Just posting to share some of my own experience with social anxiety. Its affected me since high school since I was about 14. It slowly developed to the point where I was socially withdrawn, very quiet, nervous in groups, highly self conscious/insecure about my appearance and generally anxious.
I didn't really cope with this well at all simply because I didn't really want to acknowledge it. I felt something was just wrong with me, it was just some issue that meant everyone could talk comfortably in groups except myself. Consequently going to school brought alot of anxiety. I'd be very harsh on myself to the point of wanting to self harm, but thankfully never did.
My biggest step was recognising that this was something that could be treated. I was not as isolated as I thought I was. It was also a turn jn fortune that after a few tries I found a counselor that connected with me. We were able to talk openly and I could share personal insecurities that I never told anyone. She gave me some strategies to help and most importantly boosted my self confidence which was very low.

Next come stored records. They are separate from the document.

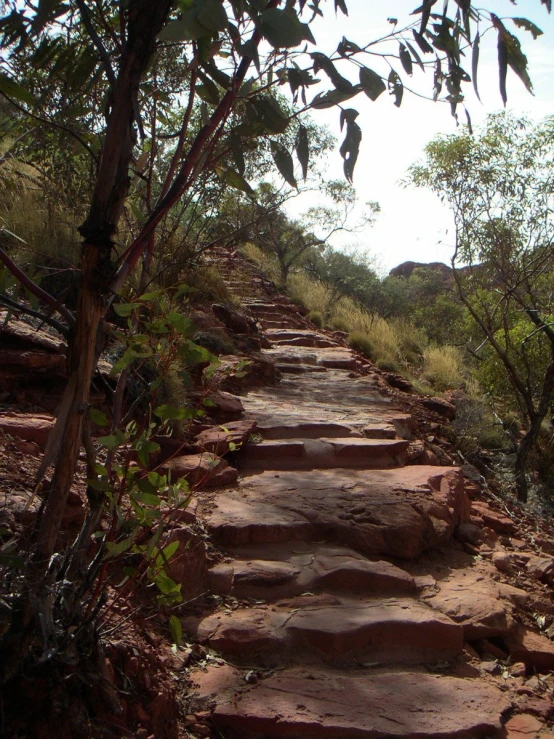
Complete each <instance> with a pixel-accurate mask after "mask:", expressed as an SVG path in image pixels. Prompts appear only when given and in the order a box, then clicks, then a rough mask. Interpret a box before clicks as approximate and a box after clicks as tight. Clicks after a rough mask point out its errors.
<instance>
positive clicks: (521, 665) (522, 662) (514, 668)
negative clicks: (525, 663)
mask: <svg viewBox="0 0 554 739" xmlns="http://www.w3.org/2000/svg"><path fill="white" fill-rule="evenodd" d="M526 672H527V668H526V667H525V663H524V662H516V663H515V664H513V665H512V667H511V668H510V674H511V676H512V677H525V674H526Z"/></svg>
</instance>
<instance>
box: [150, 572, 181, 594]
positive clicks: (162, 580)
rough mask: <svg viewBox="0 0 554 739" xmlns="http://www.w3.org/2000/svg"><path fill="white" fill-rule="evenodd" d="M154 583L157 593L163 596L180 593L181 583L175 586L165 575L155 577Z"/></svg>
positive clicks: (180, 589) (173, 583) (171, 579)
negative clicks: (158, 593)
mask: <svg viewBox="0 0 554 739" xmlns="http://www.w3.org/2000/svg"><path fill="white" fill-rule="evenodd" d="M154 581H155V583H156V586H157V587H158V589H159V591H160V592H161V593H163V594H164V595H176V594H179V593H180V592H181V583H179V584H177V583H176V582H175V580H172V579H171V578H170V577H168V576H167V575H166V574H165V573H160V574H159V575H157V576H156V578H155V580H154Z"/></svg>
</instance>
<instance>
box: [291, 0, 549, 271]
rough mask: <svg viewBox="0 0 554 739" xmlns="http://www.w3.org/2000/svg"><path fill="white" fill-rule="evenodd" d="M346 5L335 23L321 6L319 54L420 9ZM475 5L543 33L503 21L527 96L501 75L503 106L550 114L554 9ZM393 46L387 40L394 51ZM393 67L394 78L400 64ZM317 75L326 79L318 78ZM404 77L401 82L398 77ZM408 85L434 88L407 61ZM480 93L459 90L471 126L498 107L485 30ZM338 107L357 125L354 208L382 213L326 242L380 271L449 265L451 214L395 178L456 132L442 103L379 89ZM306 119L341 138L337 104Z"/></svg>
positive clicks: (316, 28)
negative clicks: (346, 110)
mask: <svg viewBox="0 0 554 739" xmlns="http://www.w3.org/2000/svg"><path fill="white" fill-rule="evenodd" d="M347 4H348V10H349V16H348V17H345V16H343V15H342V14H341V13H340V12H339V14H338V16H337V17H335V15H334V13H332V12H330V9H329V10H327V13H326V18H325V19H324V20H323V21H322V20H320V19H318V21H317V22H316V24H314V35H315V37H316V40H317V43H318V48H319V49H321V50H323V51H326V52H327V53H331V52H333V51H334V50H335V49H336V47H337V44H338V42H339V41H340V39H341V38H342V36H346V38H348V39H349V40H350V41H354V42H355V43H357V44H358V45H360V46H363V45H365V44H366V43H367V42H368V41H370V40H373V39H375V38H378V37H380V36H381V35H383V34H386V33H387V32H388V31H389V30H390V28H391V26H390V25H389V24H388V23H387V20H386V19H387V17H389V16H391V15H394V17H396V18H398V20H399V23H400V24H402V25H404V23H403V21H408V20H409V14H410V12H411V11H412V10H414V9H415V8H416V7H417V6H418V5H419V4H420V3H418V2H417V0H394V2H390V1H387V0H371V1H370V0H347ZM483 4H484V6H486V7H487V9H490V10H492V11H493V12H495V13H496V14H497V15H498V16H499V17H501V18H506V17H514V16H515V17H524V18H528V19H529V20H531V21H533V22H534V23H536V25H537V26H539V28H541V29H542V30H543V31H544V36H541V37H539V38H538V39H537V40H536V41H534V40H533V38H532V36H531V34H530V33H528V32H527V31H525V30H523V29H521V28H516V26H515V25H514V24H513V23H512V22H510V21H507V22H506V26H507V28H508V30H510V31H511V32H512V33H515V34H516V35H517V36H518V37H519V39H520V40H521V43H522V47H523V50H524V52H525V53H526V55H527V58H528V61H529V70H530V75H531V79H532V81H533V87H534V92H535V95H534V96H532V95H530V94H529V93H528V92H527V91H526V89H525V88H524V86H523V84H522V83H521V81H520V80H519V78H518V77H516V75H515V74H513V73H512V72H511V71H510V70H509V71H508V106H507V107H508V109H510V110H512V111H513V112H514V113H516V114H517V115H521V114H526V115H528V116H529V117H530V118H532V119H535V120H537V121H538V120H541V119H542V118H544V117H545V116H547V115H553V114H554V83H553V80H554V13H553V14H551V15H549V14H548V13H547V11H546V8H545V6H544V5H541V3H540V0H519V2H517V4H513V3H512V2H511V1H510V2H509V1H508V0H483ZM328 5H329V6H331V5H332V3H331V2H329V3H328ZM436 7H437V8H439V12H440V11H441V10H442V2H440V0H439V2H438V3H437V6H436ZM397 48H398V45H397V44H395V46H394V49H395V50H396V49H397ZM428 58H430V56H429V55H428ZM367 66H373V68H374V69H375V71H377V72H381V73H382V74H384V76H385V77H386V76H387V75H388V71H385V70H388V67H387V66H386V65H385V66H383V62H382V61H381V60H378V59H377V58H376V60H375V63H374V64H370V63H369V62H367ZM396 66H397V68H398V71H399V72H402V70H401V69H400V65H399V63H397V64H396ZM464 67H465V69H466V70H467V71H468V72H469V73H471V59H468V60H467V62H466V64H465V65H464ZM321 76H324V75H323V73H321ZM345 76H346V75H345ZM402 78H403V80H404V81H405V80H406V77H405V75H404V74H402ZM353 81H355V82H357V80H353ZM411 83H413V86H414V87H417V88H418V89H420V90H423V89H425V91H426V92H427V93H429V92H430V91H431V89H432V84H433V81H432V75H431V74H430V73H429V72H428V73H427V74H425V75H424V73H423V72H422V71H421V70H420V69H419V68H418V67H416V65H414V74H413V78H411V80H410V84H411ZM312 89H313V88H312ZM479 92H480V95H481V100H482V101H483V102H482V103H480V102H479V101H478V100H477V98H476V97H475V95H474V94H473V90H472V87H471V85H466V93H465V94H466V102H467V107H468V110H469V112H470V115H471V118H472V122H473V125H474V127H475V125H476V124H478V123H479V122H480V121H482V120H484V118H485V117H486V115H487V114H488V113H490V112H493V111H497V110H499V109H501V108H502V100H501V98H500V93H499V91H498V72H497V66H496V36H495V34H494V33H493V32H490V33H489V34H487V35H486V36H485V38H483V39H482V43H481V55H480V65H479ZM346 105H347V106H350V107H354V108H356V109H357V110H359V112H360V116H359V118H358V121H357V122H358V123H359V124H360V126H361V128H362V132H363V138H362V143H361V148H360V156H359V159H358V163H357V165H356V170H355V173H354V185H355V186H356V188H357V190H358V193H359V197H360V200H361V201H362V202H365V201H368V200H376V201H378V202H379V204H380V205H381V214H380V216H379V218H378V221H377V223H376V225H375V226H374V227H373V228H371V229H368V230H367V231H366V232H364V233H363V234H356V235H347V234H343V235H341V237H340V238H338V239H337V240H336V241H334V242H333V244H334V246H337V247H340V246H342V245H349V244H357V245H359V246H363V248H364V249H367V250H368V251H369V253H370V254H371V255H373V256H374V257H375V259H376V266H377V267H378V269H379V271H380V272H383V273H385V274H386V273H388V271H389V270H390V269H391V268H392V267H394V266H396V265H397V264H400V263H401V262H404V261H406V260H413V261H419V262H431V261H445V262H447V263H448V262H449V259H450V255H451V251H452V243H453V229H452V225H451V217H450V213H449V211H448V210H447V209H446V208H444V207H443V206H442V205H441V204H440V202H439V200H438V198H437V197H436V196H434V195H432V194H431V193H429V192H426V191H423V190H418V189H415V188H413V187H409V188H407V189H406V188H403V187H402V186H401V185H400V181H401V180H402V179H403V178H404V177H405V175H406V171H407V169H408V167H409V166H410V165H411V164H412V163H413V162H415V161H417V160H418V159H420V158H421V157H422V155H423V148H424V146H425V145H426V144H427V143H428V142H429V141H430V140H431V139H432V138H433V137H434V136H435V135H436V134H438V133H455V131H456V124H455V121H454V119H453V118H452V116H451V115H450V108H449V106H448V105H446V104H438V103H433V102H430V101H426V100H422V99H420V98H417V97H416V96H415V95H410V94H409V93H407V92H405V94H404V99H403V102H402V106H401V108H400V109H398V108H396V107H395V106H394V105H393V102H392V98H390V97H389V95H388V94H387V93H383V94H382V95H381V96H380V97H379V98H378V100H377V101H376V102H371V100H369V98H368V97H367V96H365V95H364V94H360V95H358V96H357V97H356V98H353V99H352V100H350V101H348V102H347V103H346ZM459 115H460V122H464V120H465V115H464V113H463V108H461V107H460V108H459ZM313 116H314V118H315V120H316V122H321V123H326V124H327V125H328V126H329V127H330V129H331V130H332V132H333V133H334V135H336V136H337V138H339V139H340V136H341V134H340V130H339V125H338V118H339V110H338V109H337V108H332V109H330V110H323V111H317V112H314V113H313ZM328 174H329V177H333V178H342V177H343V173H342V159H341V157H340V155H339V153H338V151H336V152H334V153H333V154H332V156H331V158H330V161H329V165H328ZM299 200H301V199H299ZM310 204H311V203H307V202H306V201H304V203H298V201H296V203H295V205H294V206H293V207H294V209H295V212H294V214H295V215H296V214H297V213H298V212H299V211H298V210H297V209H298V208H300V209H305V208H306V207H308V205H310Z"/></svg>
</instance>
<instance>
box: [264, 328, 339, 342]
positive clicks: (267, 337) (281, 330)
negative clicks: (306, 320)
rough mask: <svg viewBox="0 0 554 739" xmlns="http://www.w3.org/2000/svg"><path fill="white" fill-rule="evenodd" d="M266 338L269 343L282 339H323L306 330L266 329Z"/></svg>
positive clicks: (302, 329) (316, 335) (293, 329)
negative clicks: (270, 341) (273, 341)
mask: <svg viewBox="0 0 554 739" xmlns="http://www.w3.org/2000/svg"><path fill="white" fill-rule="evenodd" d="M265 334H266V336H267V338H268V339H269V340H270V341H281V340H284V339H302V338H308V339H321V338H325V337H322V336H321V334H318V333H317V332H316V331H310V330H308V329H280V328H275V329H268V330H267V331H266V332H265Z"/></svg>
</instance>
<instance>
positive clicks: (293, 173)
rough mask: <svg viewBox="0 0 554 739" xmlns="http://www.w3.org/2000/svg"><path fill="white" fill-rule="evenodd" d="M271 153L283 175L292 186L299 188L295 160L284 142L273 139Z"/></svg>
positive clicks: (280, 171) (279, 171) (271, 145)
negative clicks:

She also helped treat my depression which was emerging as a result of years of untreated severe social anxiety. Mindfulness meditation helped at times to maintain some calmness in the mind. Medication also helped to some extent to treat my sleeping disorder which had occured from my anxiety.
The one thing stuck with me in my experience, and it is that anxiety is not something that can be eliminated, only managed. But it can be managed well if it can be accepted as part of you. It certainly doesn't define you as a person, which is what I felt before treatment.
I'm now in a steady supportive relationship, have a job I love in healthcare helping others as a paramedic and in disability care. While anxiety is there, it is less intense and I can keep it under control much more effectively. All the best to everyone here, you can achieve your goals! And be kind to yourself when things get tough.